According to a report by McKinsey, “overall, the world’s fish consumption is predicted to increase by 20 per cent from 2016 to 2030, driven by global population growth, the expansion of the middle class, and greater urbanization.”
Overfishing is leading to various issues such as:
The solution to these issues is Sustainable Fishing.
So, what is sustainable fishing?
Sustainable fishing is employing those techniques of fishing that leave enough fish in the ocean, respect habitats and boundaries, and ensure people who depend on fishing make their livelihoods.
Globally, technological aids are being used for achieving sustainable fishing. Applying technology such as AI, ML, satellite data, and geospatial datasets can make fish farming sustainable while providing evidence to prove it.
Image recognition and object-detection tools with the help of deep learning are playing a significant role in the area. For example, onboard cameras and image recognition provide essential information to fisherman around their catch, its real-time location tracking, volume, size, surroundings, distance, and much more.
Land and satellite-based mobile networks, smartphones today make it much easier for fisheries to transmit data from fishing vessels to be fed to algorithms for analysis. These developments will help commercial fisheries in making informed decisions during pre-catch, catch, and post-catch phases of the fishing process.
Better decision-making will lead to better economic efficiency and decrease unintended fish mortality. Adopting advanced image processing and machine learning software can help analyze fish catch images onboard CCTV or any handheld device. This way, better information can be gathered about fish stocks and will ensure compliance with fisheries management regulations.
IBM, on these lines, is working with the aquaculture sector around the utilization of technology, data, and ML for both ecological and economic improvements.

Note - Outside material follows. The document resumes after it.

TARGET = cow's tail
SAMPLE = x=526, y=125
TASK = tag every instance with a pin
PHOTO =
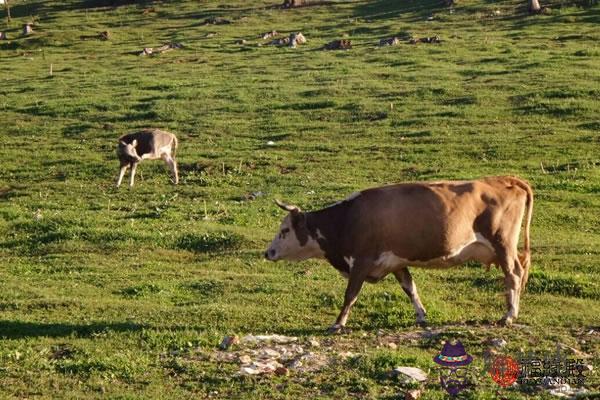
x=525, y=256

In a report published by the UN’s Food and Agricultural Organisation (FAO), the percentage of fish stocks that are within biologically sustainable levels decreased from 90% in 1974 to 65.8% in 2017. This truly points towards the need for more fair and sustainable practices around fishing.
Important aspects in sustainable fishing are cost-cutting around monitoring and operational fishing costs. Artificial intelligence has the potential to cut these costs down and improve efficiency for fisheries.
Usage of AI for fishing can address global environmental issues and will work in harmony with seafood retailers and consumers while maintaining awareness in all the stakeholders for their contribution towards sustainability. Data acquisition through sensing platforms such as Onboard or underwater devices, satellites, drones is improving the whole game with better insights. However, there are cost constraints that are hindering many companies from adopting this. But with the pace at which AI and related technology are advancing, it is now time to take a more aggressive yet sustainable approach towards fishing and aquaculture.
The idea is to bring AI, economics, and ecology together to achieve desirable outcomes in favour of all the stakeholders while preserving biodiversity and benefiting society at large.